On January 21, 2009, The New York Times celebrated what it perceived as “an end to eight years of stark tension between science and government” and the start of a new era in which government officials no longer “insisted on tight control over even routine functions of key agencies.”

The paper’s inspiration was President Obama’s Inaugural Address, delivered the day before. America’s new chief executive proclaimed:

“For everywhere we look, there is work to be done. The state of our economy calls for action, bold and swift. And we will act, not only to create new jobs, but to lay a new foundation for growth. We will build the roads and bridges, the electric grids and digital lines that feed our commerce and bind us together. We'll restore science to its rightful place, and …. harness the sun and the winds and the soil to fuel our cars and run our factories.”

If only all of this had actually happened in the six years since then. The Democrats’ economic “stimulus” package was an expensive flop. Solyndra was a politically-driven investment that predictably failed. Oil and gas energy production has fallen dramatically on federal lands. And if President Obama vetoes a bipartisan bill to approve construction of the Keystone XL pipeline, he’ll once again be putting politics before American jobs and settled science:

  • According to data from the Environmental Protection Agency (EPA), the “annual increase [in carbon emissions] from Keystone would amount to less than three-tenths of one percent of our total annual CO2-e emissions — [or] 0.286546 percent, if you want to get precise. … [C]onsider that more than 10 times that much CO2-e gets released into the atmosphere each year from methane produced by cows.” (The Washington Post, 5/5/14)
  • “After two thorough environmental analyses, State Department experts determined that the pipeline’s impact probably would be minimal, even on climate change-inducing carbon dioxide emissions.” (The Washington Post, 4/23/14)
  • “Marcia McNutt, a scientist who headed the U.S. Geological Survey under President Obama until early 2013, announced Thursday that she now supports approval of the Keystone XL oil pipeline.

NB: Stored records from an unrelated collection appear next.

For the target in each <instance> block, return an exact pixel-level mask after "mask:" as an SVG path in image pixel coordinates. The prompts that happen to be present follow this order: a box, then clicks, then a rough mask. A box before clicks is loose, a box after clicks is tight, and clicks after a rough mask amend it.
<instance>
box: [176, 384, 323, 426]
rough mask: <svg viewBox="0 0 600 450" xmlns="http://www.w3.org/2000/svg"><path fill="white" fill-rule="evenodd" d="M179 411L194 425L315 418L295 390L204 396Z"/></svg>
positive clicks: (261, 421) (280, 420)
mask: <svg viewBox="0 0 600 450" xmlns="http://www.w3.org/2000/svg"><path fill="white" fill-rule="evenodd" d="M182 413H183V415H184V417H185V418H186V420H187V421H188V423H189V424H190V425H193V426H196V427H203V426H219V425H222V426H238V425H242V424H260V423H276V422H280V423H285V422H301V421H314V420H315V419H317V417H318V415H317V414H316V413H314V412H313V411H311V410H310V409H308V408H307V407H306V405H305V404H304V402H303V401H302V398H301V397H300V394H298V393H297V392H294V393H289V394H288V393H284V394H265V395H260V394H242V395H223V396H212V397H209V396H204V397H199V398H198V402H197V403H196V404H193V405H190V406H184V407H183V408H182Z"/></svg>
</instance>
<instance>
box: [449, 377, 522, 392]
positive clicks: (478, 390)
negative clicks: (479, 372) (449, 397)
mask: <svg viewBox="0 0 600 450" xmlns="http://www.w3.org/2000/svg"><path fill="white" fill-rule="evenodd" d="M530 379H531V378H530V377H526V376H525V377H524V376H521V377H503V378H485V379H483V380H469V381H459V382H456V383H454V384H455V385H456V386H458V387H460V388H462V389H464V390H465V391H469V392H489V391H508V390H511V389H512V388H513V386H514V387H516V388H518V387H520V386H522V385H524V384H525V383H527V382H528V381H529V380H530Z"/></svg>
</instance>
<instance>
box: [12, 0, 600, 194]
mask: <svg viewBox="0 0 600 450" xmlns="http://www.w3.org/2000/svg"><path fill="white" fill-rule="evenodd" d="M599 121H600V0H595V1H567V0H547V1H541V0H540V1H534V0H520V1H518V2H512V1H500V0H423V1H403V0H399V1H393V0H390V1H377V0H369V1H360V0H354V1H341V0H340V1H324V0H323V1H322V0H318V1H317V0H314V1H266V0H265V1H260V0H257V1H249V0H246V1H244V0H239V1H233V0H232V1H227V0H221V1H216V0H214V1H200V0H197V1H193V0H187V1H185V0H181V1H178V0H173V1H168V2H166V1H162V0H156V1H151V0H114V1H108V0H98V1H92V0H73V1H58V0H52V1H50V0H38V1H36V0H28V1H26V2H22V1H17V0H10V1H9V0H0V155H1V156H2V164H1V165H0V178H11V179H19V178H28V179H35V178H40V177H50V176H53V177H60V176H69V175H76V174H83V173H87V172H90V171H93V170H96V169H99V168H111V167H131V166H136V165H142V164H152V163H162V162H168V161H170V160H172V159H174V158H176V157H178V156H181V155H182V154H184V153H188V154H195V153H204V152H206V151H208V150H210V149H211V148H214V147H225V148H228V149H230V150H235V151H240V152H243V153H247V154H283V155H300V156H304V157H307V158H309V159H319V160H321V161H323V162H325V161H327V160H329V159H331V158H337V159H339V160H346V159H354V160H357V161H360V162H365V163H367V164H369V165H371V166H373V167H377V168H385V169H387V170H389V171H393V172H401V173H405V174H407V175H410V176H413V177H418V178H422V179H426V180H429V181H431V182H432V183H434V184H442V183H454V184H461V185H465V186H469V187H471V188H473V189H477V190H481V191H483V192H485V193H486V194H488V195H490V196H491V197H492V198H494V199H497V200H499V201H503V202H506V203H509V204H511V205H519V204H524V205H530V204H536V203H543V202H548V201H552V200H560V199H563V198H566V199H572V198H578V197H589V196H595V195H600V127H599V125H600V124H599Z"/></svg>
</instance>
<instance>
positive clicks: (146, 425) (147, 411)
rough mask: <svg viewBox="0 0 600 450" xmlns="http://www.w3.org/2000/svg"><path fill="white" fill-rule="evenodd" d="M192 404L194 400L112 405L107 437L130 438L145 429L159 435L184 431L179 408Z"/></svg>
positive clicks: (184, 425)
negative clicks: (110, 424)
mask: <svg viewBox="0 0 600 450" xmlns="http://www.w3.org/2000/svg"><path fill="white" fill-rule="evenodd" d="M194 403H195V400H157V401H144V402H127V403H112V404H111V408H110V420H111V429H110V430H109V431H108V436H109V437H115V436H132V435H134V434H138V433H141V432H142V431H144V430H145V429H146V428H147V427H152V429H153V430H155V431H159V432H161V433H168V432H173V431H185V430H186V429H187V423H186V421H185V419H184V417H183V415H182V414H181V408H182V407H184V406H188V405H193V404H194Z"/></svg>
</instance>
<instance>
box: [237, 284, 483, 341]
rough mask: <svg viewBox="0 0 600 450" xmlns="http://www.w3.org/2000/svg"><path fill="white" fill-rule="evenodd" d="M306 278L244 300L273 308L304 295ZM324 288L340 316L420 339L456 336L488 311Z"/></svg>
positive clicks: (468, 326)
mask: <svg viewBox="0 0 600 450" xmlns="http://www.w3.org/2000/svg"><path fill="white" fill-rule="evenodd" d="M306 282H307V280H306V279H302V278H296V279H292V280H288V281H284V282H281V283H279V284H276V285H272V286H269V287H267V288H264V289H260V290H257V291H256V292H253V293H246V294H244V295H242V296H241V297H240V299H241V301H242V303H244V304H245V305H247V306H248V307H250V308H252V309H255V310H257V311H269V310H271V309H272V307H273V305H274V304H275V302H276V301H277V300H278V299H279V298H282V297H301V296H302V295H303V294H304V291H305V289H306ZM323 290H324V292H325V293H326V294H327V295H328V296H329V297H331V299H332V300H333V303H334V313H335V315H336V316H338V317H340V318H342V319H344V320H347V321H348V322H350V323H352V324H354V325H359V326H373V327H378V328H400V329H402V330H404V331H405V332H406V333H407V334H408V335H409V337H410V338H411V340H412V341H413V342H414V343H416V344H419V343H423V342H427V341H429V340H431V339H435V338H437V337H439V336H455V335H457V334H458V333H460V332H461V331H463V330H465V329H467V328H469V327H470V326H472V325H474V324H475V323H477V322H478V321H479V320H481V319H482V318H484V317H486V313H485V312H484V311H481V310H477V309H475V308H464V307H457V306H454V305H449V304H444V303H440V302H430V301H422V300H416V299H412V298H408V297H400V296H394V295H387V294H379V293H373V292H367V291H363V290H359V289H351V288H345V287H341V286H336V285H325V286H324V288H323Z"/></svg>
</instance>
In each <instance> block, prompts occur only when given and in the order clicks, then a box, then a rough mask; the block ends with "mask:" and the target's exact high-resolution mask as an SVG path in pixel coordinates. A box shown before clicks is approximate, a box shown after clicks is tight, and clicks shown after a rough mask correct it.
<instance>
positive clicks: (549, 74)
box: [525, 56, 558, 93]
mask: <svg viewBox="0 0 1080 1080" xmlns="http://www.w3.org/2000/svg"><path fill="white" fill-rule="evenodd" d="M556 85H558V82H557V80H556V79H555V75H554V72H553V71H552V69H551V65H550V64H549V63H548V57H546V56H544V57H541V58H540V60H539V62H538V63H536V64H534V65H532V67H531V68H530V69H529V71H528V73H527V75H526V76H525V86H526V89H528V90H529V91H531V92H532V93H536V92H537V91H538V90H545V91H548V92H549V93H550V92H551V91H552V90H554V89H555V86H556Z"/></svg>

McNutt is now the top editor at Science magazine. In an editorial published there Thursday, McNutt describes how she has come to back the project that she previously opposed, and does not believe it would worsen greenhouse-gas emissions.” (National Journal, 2/20/14)
  • A study commissioned by the Pipeline and Hazardous Materials Safety Administration and conducted by the National Academy of Sciences found that the type of crude oil the Keystone pipeline would carry is no more corrosive than others and would not increase the chance of leaks.

As the Canadian Ambassador wrote yesterday, the Obama administration should “choose hard hats over Hollywood, the intelligent, energy-efficient, safer infrastructure of a pipeline over rail, and Canada, an ally, over Venezuela.”

By approving Keystone, President Obama can reduce the tension his party has created between science and government, and relinquish his tight control over routine agency functions.

If he does not, The Washington Post can simply reprint its conclusion from last year:

“The administration’s latest decision is not responsible; it is embarrassing. The United States continues to insult its Canadian allies by holding up what should have been a routine permitting decision amid a funhouse-mirror environmental debate that got way out of hand. The president should end this national psychodrama now, bow to reason, approve the pipeline and go do something more productive for the climate.”